AP journalists witnessed nine air attacks during the three hours they were there.
“The situation in Vovchansk and settlements along the border (with Russia) is incredibly difficult. Constant air attacks are carried out, strikes of multiple rocket systems, artillery strikes,” said Tamaz Hambarashvili, head of the Vovchansk military administration.
“For the second day in a row, we have evacuated everyone in our community who wants to,” he said.
“I think they are destroying the city to drive out the (local) population, to make sure there are no more armies, no one.

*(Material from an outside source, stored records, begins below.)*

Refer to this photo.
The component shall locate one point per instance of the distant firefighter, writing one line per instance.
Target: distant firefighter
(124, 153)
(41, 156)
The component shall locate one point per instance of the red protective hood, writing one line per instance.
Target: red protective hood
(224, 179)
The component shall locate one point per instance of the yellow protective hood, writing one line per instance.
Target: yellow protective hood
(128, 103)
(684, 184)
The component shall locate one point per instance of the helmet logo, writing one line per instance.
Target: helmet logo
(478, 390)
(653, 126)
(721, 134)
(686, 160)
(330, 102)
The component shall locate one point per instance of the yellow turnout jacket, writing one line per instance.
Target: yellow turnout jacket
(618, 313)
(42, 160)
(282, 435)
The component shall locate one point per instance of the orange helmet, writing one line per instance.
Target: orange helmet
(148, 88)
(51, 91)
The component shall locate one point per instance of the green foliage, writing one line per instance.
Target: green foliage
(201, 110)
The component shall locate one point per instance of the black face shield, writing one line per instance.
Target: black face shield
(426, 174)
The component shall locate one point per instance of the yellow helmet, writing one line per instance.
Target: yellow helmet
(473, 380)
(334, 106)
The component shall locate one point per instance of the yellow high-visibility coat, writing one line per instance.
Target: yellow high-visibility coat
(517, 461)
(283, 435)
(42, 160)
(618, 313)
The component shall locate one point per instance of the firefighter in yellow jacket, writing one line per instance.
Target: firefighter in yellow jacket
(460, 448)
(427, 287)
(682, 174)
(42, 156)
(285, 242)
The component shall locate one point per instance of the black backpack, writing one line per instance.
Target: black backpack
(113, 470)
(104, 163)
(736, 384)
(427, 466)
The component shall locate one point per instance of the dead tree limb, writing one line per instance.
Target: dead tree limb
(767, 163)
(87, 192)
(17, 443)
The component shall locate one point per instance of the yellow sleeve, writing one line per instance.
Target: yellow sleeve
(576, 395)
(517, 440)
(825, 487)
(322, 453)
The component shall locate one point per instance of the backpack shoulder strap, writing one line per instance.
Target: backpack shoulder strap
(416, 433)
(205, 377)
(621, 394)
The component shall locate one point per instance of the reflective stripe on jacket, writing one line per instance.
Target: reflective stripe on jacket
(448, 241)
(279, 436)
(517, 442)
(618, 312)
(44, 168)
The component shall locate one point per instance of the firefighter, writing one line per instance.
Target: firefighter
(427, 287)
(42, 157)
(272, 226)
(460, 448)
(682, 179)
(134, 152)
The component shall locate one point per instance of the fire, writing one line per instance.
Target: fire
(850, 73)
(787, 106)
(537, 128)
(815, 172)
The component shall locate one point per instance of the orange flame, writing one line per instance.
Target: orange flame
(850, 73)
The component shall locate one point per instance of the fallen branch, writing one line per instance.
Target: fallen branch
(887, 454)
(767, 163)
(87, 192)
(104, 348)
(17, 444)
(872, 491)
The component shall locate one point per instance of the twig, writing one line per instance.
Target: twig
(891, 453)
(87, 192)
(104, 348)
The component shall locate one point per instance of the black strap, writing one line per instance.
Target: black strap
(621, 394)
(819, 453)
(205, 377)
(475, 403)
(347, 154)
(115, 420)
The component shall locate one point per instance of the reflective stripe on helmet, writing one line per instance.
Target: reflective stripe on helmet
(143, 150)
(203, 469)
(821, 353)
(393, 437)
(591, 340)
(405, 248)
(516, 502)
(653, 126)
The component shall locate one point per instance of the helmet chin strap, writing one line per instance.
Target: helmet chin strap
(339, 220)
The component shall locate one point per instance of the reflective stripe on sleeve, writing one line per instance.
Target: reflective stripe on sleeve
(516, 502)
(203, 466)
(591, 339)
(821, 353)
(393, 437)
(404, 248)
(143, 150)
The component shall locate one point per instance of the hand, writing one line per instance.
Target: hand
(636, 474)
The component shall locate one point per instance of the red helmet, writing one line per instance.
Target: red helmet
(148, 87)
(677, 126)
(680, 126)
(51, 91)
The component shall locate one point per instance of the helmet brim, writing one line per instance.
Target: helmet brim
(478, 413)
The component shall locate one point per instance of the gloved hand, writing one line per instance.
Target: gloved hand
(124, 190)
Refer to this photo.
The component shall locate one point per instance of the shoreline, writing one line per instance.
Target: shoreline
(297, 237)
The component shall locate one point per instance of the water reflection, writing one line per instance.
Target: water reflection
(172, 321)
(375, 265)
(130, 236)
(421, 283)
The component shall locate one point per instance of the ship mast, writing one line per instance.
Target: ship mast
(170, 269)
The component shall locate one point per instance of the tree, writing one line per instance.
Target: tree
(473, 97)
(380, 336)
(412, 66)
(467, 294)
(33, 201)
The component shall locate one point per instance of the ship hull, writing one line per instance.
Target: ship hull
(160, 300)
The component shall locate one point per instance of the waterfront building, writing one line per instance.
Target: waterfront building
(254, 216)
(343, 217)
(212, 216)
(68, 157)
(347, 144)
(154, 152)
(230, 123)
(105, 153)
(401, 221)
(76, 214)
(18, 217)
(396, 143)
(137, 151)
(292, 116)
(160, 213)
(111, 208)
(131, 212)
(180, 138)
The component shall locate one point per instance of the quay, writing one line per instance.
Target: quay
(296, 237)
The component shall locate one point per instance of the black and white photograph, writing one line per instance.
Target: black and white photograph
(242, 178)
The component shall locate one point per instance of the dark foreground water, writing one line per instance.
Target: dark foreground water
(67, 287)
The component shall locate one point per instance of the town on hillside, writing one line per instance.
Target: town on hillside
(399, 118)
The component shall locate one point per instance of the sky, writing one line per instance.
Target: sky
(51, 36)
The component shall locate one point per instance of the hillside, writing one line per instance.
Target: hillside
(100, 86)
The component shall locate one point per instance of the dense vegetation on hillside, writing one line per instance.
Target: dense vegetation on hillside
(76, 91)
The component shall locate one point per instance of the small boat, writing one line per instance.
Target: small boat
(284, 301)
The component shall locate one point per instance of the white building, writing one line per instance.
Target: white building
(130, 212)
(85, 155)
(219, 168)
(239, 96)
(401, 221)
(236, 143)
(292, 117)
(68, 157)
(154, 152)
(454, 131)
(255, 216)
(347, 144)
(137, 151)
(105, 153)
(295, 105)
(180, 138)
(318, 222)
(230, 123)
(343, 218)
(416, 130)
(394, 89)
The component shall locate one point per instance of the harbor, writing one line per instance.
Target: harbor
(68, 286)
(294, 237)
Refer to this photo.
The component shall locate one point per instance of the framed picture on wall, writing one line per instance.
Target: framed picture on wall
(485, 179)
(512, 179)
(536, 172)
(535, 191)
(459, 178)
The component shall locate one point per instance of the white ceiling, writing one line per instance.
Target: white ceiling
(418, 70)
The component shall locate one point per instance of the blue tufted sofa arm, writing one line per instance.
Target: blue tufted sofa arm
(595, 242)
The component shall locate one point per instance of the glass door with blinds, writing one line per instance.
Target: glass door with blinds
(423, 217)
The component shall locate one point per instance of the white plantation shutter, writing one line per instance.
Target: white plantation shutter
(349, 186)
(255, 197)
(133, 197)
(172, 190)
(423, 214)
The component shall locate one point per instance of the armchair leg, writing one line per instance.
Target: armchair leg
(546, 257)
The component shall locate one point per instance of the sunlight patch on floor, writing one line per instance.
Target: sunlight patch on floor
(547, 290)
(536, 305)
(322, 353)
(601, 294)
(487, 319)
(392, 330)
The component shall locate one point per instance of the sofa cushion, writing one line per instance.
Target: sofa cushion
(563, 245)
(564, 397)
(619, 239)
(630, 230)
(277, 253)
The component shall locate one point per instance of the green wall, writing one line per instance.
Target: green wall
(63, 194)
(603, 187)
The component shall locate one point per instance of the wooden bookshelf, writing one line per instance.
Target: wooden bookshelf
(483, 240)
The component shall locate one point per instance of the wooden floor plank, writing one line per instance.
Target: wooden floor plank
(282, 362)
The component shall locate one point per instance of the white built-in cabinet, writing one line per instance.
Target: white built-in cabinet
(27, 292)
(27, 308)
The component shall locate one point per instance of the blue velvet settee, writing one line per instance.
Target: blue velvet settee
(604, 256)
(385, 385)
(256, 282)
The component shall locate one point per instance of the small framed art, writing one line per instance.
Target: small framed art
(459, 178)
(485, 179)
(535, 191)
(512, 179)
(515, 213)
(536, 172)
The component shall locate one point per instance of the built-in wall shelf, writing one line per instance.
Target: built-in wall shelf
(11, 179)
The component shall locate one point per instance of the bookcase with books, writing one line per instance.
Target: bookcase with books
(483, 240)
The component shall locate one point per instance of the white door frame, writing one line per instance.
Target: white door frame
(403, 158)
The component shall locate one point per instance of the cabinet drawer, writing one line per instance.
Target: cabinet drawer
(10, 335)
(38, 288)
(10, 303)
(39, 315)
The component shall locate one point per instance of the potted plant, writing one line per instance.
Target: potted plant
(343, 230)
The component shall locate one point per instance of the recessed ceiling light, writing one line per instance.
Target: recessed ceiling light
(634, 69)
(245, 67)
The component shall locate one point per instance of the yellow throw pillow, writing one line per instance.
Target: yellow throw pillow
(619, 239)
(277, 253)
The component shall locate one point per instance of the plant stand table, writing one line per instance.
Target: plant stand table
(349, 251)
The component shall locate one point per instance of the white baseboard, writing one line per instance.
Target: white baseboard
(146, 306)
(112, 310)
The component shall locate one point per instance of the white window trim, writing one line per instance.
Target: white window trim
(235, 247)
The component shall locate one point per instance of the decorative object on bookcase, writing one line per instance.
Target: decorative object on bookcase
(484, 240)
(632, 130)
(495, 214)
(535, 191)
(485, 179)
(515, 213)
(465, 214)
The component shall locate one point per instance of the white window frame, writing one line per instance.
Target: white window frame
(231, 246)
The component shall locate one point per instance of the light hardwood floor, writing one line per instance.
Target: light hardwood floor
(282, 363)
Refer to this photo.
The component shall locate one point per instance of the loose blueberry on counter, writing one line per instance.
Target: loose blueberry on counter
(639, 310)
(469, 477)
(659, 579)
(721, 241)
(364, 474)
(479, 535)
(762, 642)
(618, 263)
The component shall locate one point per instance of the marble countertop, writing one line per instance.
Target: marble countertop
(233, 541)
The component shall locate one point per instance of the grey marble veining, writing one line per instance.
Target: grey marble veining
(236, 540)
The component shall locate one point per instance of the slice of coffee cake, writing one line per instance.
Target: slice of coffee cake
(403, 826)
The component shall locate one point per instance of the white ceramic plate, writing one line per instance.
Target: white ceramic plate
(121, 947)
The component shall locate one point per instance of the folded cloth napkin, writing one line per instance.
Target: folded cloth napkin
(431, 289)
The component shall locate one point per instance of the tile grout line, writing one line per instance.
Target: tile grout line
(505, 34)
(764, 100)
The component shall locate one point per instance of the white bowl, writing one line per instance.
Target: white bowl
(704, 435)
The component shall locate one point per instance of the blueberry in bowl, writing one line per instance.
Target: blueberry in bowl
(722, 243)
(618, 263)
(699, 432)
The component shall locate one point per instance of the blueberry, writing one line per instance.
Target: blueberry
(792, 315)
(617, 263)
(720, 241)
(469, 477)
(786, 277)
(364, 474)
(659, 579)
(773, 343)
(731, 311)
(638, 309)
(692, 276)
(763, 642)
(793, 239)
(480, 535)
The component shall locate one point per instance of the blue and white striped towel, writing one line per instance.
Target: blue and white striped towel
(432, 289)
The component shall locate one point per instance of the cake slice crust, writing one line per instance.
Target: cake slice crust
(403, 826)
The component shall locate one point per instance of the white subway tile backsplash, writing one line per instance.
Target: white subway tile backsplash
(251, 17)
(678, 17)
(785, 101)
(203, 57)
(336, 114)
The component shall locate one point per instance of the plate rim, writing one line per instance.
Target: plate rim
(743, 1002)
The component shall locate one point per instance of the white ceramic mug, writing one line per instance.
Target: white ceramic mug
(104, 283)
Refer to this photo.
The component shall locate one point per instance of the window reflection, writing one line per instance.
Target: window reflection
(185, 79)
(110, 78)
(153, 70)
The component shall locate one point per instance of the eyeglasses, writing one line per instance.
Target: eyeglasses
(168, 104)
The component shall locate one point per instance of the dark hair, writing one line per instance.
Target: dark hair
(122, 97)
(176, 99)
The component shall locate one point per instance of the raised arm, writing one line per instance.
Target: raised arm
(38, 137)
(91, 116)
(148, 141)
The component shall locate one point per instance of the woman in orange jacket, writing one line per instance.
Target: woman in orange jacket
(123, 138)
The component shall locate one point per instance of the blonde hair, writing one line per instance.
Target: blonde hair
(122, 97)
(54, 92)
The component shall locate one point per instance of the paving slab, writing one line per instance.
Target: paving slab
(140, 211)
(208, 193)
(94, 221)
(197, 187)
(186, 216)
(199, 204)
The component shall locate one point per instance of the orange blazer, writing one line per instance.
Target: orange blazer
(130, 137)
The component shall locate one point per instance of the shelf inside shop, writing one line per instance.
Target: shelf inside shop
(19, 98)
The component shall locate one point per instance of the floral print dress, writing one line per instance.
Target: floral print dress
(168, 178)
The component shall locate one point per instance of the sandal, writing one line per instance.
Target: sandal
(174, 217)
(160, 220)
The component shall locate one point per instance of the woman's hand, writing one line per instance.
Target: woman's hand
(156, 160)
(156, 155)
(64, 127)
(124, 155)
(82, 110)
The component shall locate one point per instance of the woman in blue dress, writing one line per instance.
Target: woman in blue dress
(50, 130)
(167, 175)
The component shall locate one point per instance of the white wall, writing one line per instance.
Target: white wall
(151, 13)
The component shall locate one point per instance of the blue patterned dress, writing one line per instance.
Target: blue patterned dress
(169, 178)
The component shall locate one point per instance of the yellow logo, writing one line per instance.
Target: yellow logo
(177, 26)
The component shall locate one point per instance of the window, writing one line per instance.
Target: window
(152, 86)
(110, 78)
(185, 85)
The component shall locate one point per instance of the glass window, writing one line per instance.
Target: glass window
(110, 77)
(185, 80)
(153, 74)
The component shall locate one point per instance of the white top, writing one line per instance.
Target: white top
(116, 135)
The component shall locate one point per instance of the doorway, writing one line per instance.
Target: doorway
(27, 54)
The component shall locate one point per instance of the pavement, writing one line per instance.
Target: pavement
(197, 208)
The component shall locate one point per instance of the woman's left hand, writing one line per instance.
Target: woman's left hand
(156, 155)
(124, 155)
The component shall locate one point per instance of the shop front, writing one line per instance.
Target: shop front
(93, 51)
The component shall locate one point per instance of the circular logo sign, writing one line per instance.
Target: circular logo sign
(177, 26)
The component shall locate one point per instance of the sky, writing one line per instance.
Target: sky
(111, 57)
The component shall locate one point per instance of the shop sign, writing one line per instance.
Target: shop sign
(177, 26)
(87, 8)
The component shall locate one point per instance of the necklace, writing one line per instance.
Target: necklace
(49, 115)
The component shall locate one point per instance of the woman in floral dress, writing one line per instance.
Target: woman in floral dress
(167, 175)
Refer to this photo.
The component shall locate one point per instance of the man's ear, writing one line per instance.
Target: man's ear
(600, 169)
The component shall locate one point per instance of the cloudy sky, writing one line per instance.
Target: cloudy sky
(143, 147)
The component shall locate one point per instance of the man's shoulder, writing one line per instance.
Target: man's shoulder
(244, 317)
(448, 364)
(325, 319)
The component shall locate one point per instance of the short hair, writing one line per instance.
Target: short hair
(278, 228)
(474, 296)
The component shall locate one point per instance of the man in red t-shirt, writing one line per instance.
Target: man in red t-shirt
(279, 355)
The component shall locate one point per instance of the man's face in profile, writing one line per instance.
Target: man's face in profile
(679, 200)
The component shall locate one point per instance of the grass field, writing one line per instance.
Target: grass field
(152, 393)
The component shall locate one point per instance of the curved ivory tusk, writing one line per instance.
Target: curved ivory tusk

To create a “gray zone”.
The recent Russian offensive in Kharkiv seeks to exploit ammo shortage ahead of promised western supplies can reach the front line and pin down Ukrainian forces in the northeast and keep them away from the ongoing heavy fighting in the Donetsk region where Moscow’s troops are gaining ground, analysts say.
Russian military bloggers said the assault could mark the start of a Russian attempt to create a “buffer zone” that President Vladimir Putin pledged to create earlier this year to stop frequent Ukrainian attacks on Belgorod and other Russian border regions.
The governor of Russia’s Belgorod region, which borders Ukraine, said Saturday that a woman was killed and 29 people injured, including a child, in shelling by Ukrainian armed forces.
Meanwhile, Ukrainian officials have downplayed Russian claims regarding the captured territory, with reinforcements dispatched to the Kharkiv region to hold back Russian forces.
On Telegram, Kharkiv regional governor Oleh Syniehubov said heavy fighting continued in areas around Borysivka, Ohirtseve, Pylna and Oliinykove, but the situation was under control and there was no threat land assault on the city of Kharkiv.
At the same time, artillery, mortar and aerial bombardments hit more than 30 different towns and villages in the region on Saturday, killing at least three people and injuring five others, Syniehubov said.